The gathering is part of a Fulbright Program effort to not only promote the exchange of scholars, but to bring teams of scholars together to work on common issues. Those who gathered last week will spend the next year -- working together and apart -- to propose new ways for governments to support higher education and to assure its quality. The group will report to Unesco as well as to many governments around the world. Many of those involved are particularly interested in the issue of quality control in an era in which many colleges are experiencing unprecedented growth in enrollments and institutions.
"Global higher education issues are an extremely important thing for the Fulbright Program to undertake because the fabric on which we do all of our programs is the world's higher education institutions," said Patti McGill Peterson, executive director of the Council for International Exchange of Scholars, which administers major parts of the Fulbright Program.
Peterson stressed that the scholarly team -- which has 10 Americans -- is not trying to dictate solutions or any one solution to the problems being studied. "We're saying that these are global issues and national responses," she said. "A cookie-cutter approach isn't going to happen here," even if some of the problems being discussed will require greater international collaboration.

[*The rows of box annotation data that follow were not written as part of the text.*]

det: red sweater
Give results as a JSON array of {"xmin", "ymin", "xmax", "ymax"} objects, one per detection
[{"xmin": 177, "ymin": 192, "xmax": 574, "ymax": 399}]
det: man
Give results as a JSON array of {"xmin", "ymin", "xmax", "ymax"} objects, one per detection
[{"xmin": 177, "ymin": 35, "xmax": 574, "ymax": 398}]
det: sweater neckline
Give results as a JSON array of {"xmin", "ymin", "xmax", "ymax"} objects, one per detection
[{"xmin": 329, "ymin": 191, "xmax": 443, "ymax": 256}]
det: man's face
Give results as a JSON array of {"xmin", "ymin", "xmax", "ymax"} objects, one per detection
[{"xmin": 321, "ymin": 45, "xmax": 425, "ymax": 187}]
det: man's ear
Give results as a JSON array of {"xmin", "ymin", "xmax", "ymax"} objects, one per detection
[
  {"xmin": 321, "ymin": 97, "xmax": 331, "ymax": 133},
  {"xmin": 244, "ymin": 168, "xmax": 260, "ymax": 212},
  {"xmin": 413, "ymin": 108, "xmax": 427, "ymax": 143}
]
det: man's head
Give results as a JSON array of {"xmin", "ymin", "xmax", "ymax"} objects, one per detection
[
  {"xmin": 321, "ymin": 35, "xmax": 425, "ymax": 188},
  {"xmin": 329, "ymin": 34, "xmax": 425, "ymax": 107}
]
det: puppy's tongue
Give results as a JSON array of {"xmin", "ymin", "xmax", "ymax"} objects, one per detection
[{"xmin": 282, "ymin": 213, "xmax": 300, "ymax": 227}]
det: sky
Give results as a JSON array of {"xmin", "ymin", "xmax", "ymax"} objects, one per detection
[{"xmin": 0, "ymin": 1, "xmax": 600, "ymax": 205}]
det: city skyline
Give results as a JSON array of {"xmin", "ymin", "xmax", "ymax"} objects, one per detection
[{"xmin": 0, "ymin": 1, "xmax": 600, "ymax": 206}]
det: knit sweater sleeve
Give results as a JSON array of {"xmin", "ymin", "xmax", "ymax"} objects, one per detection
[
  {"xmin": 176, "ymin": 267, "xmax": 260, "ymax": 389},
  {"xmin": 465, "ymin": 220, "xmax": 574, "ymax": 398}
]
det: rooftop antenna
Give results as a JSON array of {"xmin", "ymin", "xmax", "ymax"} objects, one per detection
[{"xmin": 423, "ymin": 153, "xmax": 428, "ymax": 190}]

Several of the participants said, for example, that a key issue for them was to develop better ways to evaluate the private colleges that are sprouting up in developing nations, many of which can't meet the demand for spaces at their publicly financed institutions. (In the context of these discussions, "private" doesn't necessarily have the same meaning as it does in the context of nonprofit American colleges, but frequently involves for-profit investors, often from outside the countries of operation.)
Ethiopia, for example, had no private colleges 10 years ago, but now has 30, according to one of the Fulbright team members, Teshome Yizengaw, who as vice minister for higher education is the senior official for colleges in his country.

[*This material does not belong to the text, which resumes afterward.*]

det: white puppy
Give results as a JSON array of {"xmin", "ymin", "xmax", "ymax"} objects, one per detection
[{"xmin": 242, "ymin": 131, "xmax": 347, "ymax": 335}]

"We have more access now," with the addition of those institutions, on top of growth in the public sector, Yizengaw said. But he said that his country had no means to evaluate the quality of the new institutions, and that it was essential to do so. A majority of high school teachers in Ethiopia don't have college degrees, so the country faces great pressure to be sure that there are more spaces available, but also to be sure that future teachers are getting a good education.
Zulfiqar Gilani, director of the Center for Higher Education Transformation,  in Pakistan, said that private higher education did not really exist in his country until around 2000, but that private institutions now make up a majority of the 106 degree-granting institutions. (Enrollments are much larger in the public sector, however, which continues to educate most Pakistanis.)

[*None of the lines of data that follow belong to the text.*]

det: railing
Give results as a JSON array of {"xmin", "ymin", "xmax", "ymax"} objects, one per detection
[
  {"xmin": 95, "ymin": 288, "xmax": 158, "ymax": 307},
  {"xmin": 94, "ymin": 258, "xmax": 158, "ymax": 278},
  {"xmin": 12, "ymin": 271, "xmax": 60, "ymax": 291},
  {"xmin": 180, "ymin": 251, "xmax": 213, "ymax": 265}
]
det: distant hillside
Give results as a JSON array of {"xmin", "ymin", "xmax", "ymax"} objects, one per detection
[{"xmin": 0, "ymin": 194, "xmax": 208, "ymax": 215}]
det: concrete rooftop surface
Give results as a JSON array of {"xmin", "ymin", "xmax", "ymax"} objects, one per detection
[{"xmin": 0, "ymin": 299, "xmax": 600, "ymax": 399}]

Gilani, whose organization is independent of the government, said that at some of the new private institutions, "the quality is questionable and there are no laws or regulations in place," so he hopes that the Fulbright study can point to directions his country might take.
At the same time, he said, other private institutions are providing an outstanding education, frequently taking the best students (among those who can pay) and the best faculty members (who can command top salaries.) Gilani said he worried about "an internal brain drain," and wanted to study how a country like Pakistan can benefit from private colleges without undercutting a public system that is essential for low-income students.
Mohsen Elmahdy Said, who directs projects management for the Egyptian Ministry of Higher Education, said that the problem for developing nations is that they need to add slots for students now, before they have figured out how to regulate or manage growth by government or private institutions.
"Egypt is now opening the door" to private and foreign providers, he said. "The problem with our higher education is that there is a decision to increase access, but without sufficient funding and facilities, so we need the private institutions, but we want to make sure that people are serious and can deliver on the courses of study that they are offering."
Said said that Egypt is beginning the process of creating a national accreditation system and that he hopes to bring information from the Fulbright study to use in that process.
Philip Altbach, who is leading the Fulbright project and is director of Boston College's Center for International Higher Education,  said "we have a great combination of people with deep administrative and leadership experience in higher education and of scholars."
Altbach said he thought the group could produce ideas that could be applied in many countries, although in different ways. "Countries and academic institutions and even individual people in the academic community need to make choices based on their own set of realities," he said. "What may work for Denmark may not work for Egypt, but hopefully they can take away ideas from what we will be doing."